Bendix is written in tcl and works on most operating systems, including Windows, Linux and Mac. To run Bendix, please download the software, decompress the files and follow the instructions below. You may also run Bendix without installing it, but please note that you will miss out on a couple of Help-features. It is recommended that you install Bendix.

Integrate Bendix into VMD's native plugin directory (may require root/administrator priviliges)

  • 1. Identify the path to your installed VMD package, e.g. /Computer/Programs/VMD/

  • 2. Save the bendix1.1 folder in a special VMD plugin subdirectory:
  • On Macs: right-click the VMD icon in Applications, choose Show Package Contents and navigate to Contents > vmd > plugins > noarch > tcl

  • 3. Identify (or create) and open the the vmd startup file vmdrc
    By default, VMD ships with a vmdrc file that you find where you installed VMD,
    e.g. /Computer/Programs/VMD/
    (N.B. this is a hidden file in Linux and Mac distributions)

  • 4. Append this to vmdrc:
    vmd_install_extension bendix bendix "Analysis/Bendix"
    menu main on

  • 5. Start VMD.
    Bendix appears under the VMD Main window tab
    Extensions > Analysis > Bendix
  • Integrate Bendix with VMD using a path of your choice

  • 1. Save Bendix anywhere you like, e.g. /Computer/Programs/bendix1.1

  • 3. Identify (or create) and open the the vmd startup file vmdrc
    By default, VMD ships with a vmdrc file that you find where you installed VMD,
    e.g. /Computer/Programs/VMD/
    (N.B. this is a hidden file in Linux and Mac distributions)
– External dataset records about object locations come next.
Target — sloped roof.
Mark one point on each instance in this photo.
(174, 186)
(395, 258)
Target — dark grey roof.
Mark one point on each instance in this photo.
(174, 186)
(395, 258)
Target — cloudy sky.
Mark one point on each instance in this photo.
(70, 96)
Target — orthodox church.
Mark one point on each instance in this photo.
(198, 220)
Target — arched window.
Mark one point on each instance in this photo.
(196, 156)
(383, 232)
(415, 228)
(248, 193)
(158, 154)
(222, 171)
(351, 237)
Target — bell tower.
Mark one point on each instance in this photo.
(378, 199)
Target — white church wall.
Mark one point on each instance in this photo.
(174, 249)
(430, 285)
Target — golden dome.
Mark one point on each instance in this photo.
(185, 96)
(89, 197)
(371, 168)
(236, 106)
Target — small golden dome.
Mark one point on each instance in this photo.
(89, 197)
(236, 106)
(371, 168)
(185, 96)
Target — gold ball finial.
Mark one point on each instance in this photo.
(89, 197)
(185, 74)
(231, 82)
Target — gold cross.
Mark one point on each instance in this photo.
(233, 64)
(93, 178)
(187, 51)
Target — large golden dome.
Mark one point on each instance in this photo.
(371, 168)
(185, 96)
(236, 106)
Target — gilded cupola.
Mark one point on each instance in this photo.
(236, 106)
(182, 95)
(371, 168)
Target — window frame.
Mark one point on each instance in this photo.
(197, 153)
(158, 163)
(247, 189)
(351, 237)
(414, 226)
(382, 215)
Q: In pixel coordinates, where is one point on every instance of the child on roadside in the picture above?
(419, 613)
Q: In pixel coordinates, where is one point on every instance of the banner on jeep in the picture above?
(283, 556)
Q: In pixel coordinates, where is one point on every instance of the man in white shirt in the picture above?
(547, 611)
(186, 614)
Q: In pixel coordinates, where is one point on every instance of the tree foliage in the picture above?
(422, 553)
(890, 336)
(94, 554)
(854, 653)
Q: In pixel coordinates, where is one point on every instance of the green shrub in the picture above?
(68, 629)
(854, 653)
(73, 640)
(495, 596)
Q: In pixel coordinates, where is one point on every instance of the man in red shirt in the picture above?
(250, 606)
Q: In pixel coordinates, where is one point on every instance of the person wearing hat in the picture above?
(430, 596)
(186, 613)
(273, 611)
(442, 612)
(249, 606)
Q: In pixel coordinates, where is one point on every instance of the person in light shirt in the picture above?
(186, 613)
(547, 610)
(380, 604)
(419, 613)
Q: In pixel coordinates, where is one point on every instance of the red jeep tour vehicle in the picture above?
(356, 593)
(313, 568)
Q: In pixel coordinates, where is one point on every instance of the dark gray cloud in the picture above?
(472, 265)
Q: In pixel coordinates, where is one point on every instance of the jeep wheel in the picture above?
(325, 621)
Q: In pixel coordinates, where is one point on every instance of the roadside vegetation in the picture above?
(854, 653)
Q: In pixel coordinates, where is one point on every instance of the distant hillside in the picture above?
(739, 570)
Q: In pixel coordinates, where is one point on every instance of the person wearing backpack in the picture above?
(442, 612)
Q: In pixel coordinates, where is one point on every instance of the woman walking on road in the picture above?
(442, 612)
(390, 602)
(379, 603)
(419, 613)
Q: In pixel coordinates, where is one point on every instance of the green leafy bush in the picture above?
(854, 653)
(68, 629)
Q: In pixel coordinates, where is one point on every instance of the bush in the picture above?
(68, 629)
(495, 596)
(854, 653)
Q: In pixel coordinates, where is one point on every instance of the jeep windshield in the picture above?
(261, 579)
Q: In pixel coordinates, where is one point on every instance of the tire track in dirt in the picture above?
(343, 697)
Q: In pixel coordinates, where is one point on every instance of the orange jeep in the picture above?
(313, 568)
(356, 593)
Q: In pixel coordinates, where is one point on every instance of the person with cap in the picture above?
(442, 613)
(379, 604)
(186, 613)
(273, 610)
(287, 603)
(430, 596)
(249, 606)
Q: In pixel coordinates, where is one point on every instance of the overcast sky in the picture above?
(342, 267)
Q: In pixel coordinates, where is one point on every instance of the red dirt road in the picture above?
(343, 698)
  • 3. Append this to vmdrc:
    set auto_path [linsert $auto_path 0 [file join /Computer/Programs/bendix1.1]]
    vmd_install_extension bendix bendix "Analysis/Bendix"
    menu main on

  • 4. Start VMD.
    Bendix appears under the VMD Main window tab
    Extensions > Analysis > Bendix
  • Run Bendix from VMD's terminal

  • 1. Save Bendix anywhere you like, e.g. /Computer/Programs/bendix1.1

  • 2. Start VMD and locate the terminal (alternatively use the Tk Console in the VMD Main window, under Extensions > Tk Console)

  • 3. Type
    source /dir/where/you/saved/bendix1.1/bendix.tcl

    N.B. You will need to do these steps every time you restart VMD, and supplied Bendix GIFs may not work.
    Integrating Bendix with VMD, on the other hand, makes it permanently available under Extensions.

  • Technical detail

    This section provides an overview of how the bendix source code is structured, and the algorithms used. For more detail, please refer to the code itself, which is commented.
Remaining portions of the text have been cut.